BAYRAK VEREN DİLENCİ
Yine
aynı bölgede bu sefer akşam üstü ortaya çıkan başka
birisinden, üstü başı temiz genç bir kızdan bahsetmek
istiyorum. Yoldan geçenlerin eline birazda zorlama ile bir bayrak
veriyor. Bu bayrağı alanların hemen arkasına takılıp muhtaç
çocuklar için para topladığını söylüyor. Parayı alınca da
sadece teşekkür edip parayı cebine atıyor. Makbuz vermediği gibi
bu parayı nerede ve nasıl harcanacağı konusunda bir bilgi
vermiyor. Yani özet olarak muhtaç çocuklara yardım ettiklerini
sanan iyi niyetli
insanların
paralarını gözünü bile kırpmadan cebine atıyor. Yıllardır
aynı bölgede aynı işi yaptığını görüyorum. Sanırım
kazancı iyi.
GÖRÜNÜŞTE
ADA ÇAYI SATIYOR
Genellikle
bir bankanın önünde kendisine hasta süsü vererek önüne koyduğu
ada çayı, kekik gibi kurutulmuş bitkiler satan bir dilenciden
bahsetmek istiyorum. Onun öyle gariban durduğuna veya yürümekten
aciz olduğunu sanmayın. Sabahları erken vakitlerde rastlarsanız
dimdik yürüdüğünü güzel bir kahvaltı ettikten sonra
Alsancak’ ta dolaştığını görebilirsiniz. Ortalık
kalabalıklaşmaya başladıktan sonra zavallı görünümüne
bürünüyor. Hesapta sattığı fakat parasını verdiği halde
kimsenin almadığı kurutulmuş bitkilerin bulunduğu tezgahını
alarak aynı yerde işine devam ediyor.
DİĞERLERİ
Bahsedeceğim
diğer dilencilerin sabit bir yeri yok. Her yerde karşınıza
çıkabilirler ama genellikle insanların acıma duygularının daha
yoğun olduğu hastaneler civarında dolaşıyorlar. Genellikle ‘
Sabahtan beri bir lokma yemek yemedim. Veya kocam hastanede yatıyor.

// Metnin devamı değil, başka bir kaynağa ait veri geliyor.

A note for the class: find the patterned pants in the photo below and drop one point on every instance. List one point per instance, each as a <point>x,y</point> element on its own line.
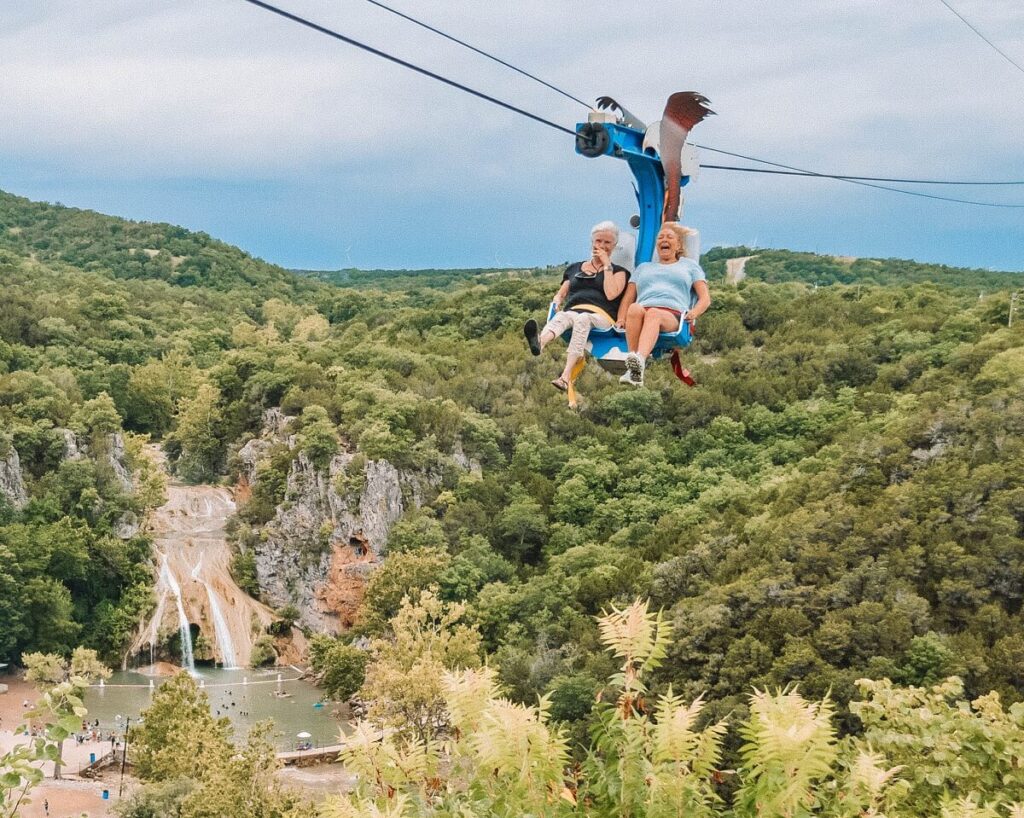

İlaç parası lazım. Çocuğuma yiyecek alacağım. Memlekete
döneceğim yol param yok.’gibi klasik acındırma taktiklerini
kullanıyorlar. Unutmadan en son duyduğumu da söyleyeyim .Üstü
başı biraz hırpani bir adam biraz kısık bir ses tonuyla ‘ Ben
şarapçıyım. Şarap içmeden duramıyorum. Fakat şarap alacak
param yok. Yardımcı olur musun ?’ diyor. Eh buna da acıyıp
para veren varsa benim diyecek hiçbir şeyim yok.